16 June 2025

ClosePrevious CloseChange
Australian 3-year bond (%)3.3623.2930.069
Australian 10-year bond (%)4.2444.1570.087
Australian 30-year bond (%)4.964.8650.095
United States 2-year bond (%)3.9753.9580.017
United States 10-year bond (%)4.4364.4240.012
United States 30-year bond (%)4.92854.9150.0135

Overview of the Australian Bond Market





Markets are leaning hard into a July rate cut, and bond yields are telling the story loud and clear.  Australian 3-year yields jumped 6.9 bps to 3.362%, while the 10-year climbed 8.7 bps to 4.244%.

The 30-year yield? It surged +9.5 bps, hitting 4.96% – its highest in nearly two months.

Guess what? Rate cut odds now sit at 97%. Markets are almost certain the RBA will trim the cash rate to 3.6% at its July 7-8 meeting.

That confidence comes after last week’s weak GDP print (+0.2%) and flat consumer spending data.  And now, former RBA chief economist Luci Ellis is questioning whether the central bank has waited too long to ease.

With traders pricing in a move to 3.1% by year-end, the bond market is clearly bracing for a more dovish path. So, while equities tread water, the bonds are marching—and they’ve got the data to back them.

Overview of the US Bond Market

Treasuries briefly trimmed losses on Monday along with crude following a Wall Street Journal report that Iran signaled it wants an end to its conflict with Israel. But bonds resumed their slide as equities rallied, pushing yields up two to six basis points across maturities in late afternoon New York trading.

The yield on 10-year US bonds rose three basis points to 4.43% on Monday, underperforming German peers. Traders pared bets on interest-rate cuts from the Federal Reserve, pricing 46 basis points by the end of the year, compared to 49 basis points on Friday.

After last week’s closely watched sale of 30-year debt saw stronger-than-expected demand, the 20-year auction was unremarkable.

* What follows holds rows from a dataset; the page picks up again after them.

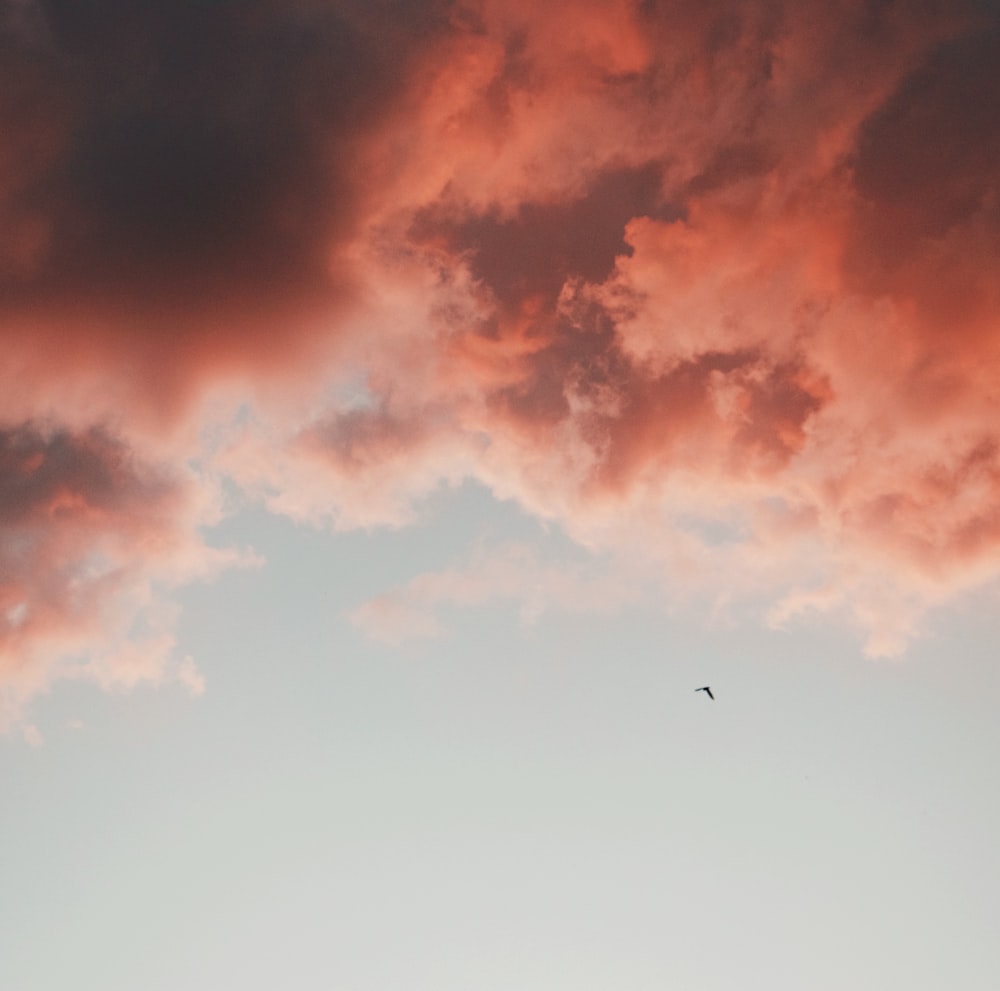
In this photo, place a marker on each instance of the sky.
(405, 406)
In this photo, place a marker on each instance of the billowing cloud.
(714, 287)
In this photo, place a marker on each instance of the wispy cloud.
(649, 269)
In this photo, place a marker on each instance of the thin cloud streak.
(657, 271)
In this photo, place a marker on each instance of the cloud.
(711, 287)
(513, 572)
(92, 541)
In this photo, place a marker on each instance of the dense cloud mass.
(651, 268)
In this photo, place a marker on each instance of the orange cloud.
(714, 287)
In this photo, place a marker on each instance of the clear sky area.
(406, 407)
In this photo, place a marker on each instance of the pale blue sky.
(520, 808)
(601, 350)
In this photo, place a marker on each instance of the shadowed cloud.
(657, 271)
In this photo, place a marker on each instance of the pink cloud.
(660, 272)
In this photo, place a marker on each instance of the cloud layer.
(661, 272)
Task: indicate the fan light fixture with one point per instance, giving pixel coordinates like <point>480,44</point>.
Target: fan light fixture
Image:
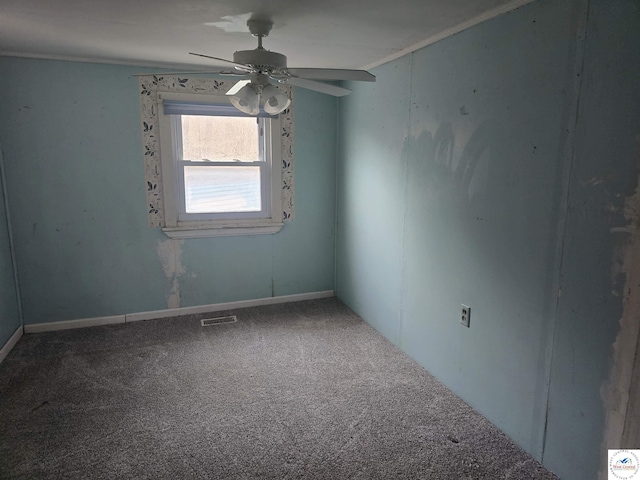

Its 4.942% yield matched the indicated level, and non-dealers were awarded 86.6%, a touch better than recent sales.

The developments add to risks for Treasury investors nervous about whether President Donald Trump’s policies will stoke inflation and widen the US budget deficit, pushing traders to demand a steeper premium on longer maturities.

US Treasuries are down since tensions between Israel and Iran turned into a direct conflict on Friday and selling pressure is likely to have a lasting effect if past episodes of clashes are any guide. Iran’s direct strikes in April 2024 and another flare-up between the two nations in October had also pushed up US yields rapidly and kept them elevated over a 30-day period, Bloomberg analysis showed.

Ahead of the latest escalation in geopolitical tensions, traders had boosted their bets on Fed rate cuts. While those wagers receded slightly on Friday, money markets are still projecting two quarter-point reductions before the end of the year. Oil prices remain significantly above levels before Israel’s attacks began late last week, stoking worries around the risk of persistently higher inflation.

Two-year yields edged up about two basis points to 3.97% as traders pared wagers on Fed easing, pricing in about 45 basis points of cuts by the end of the year, compared with 49 basis points on Friday.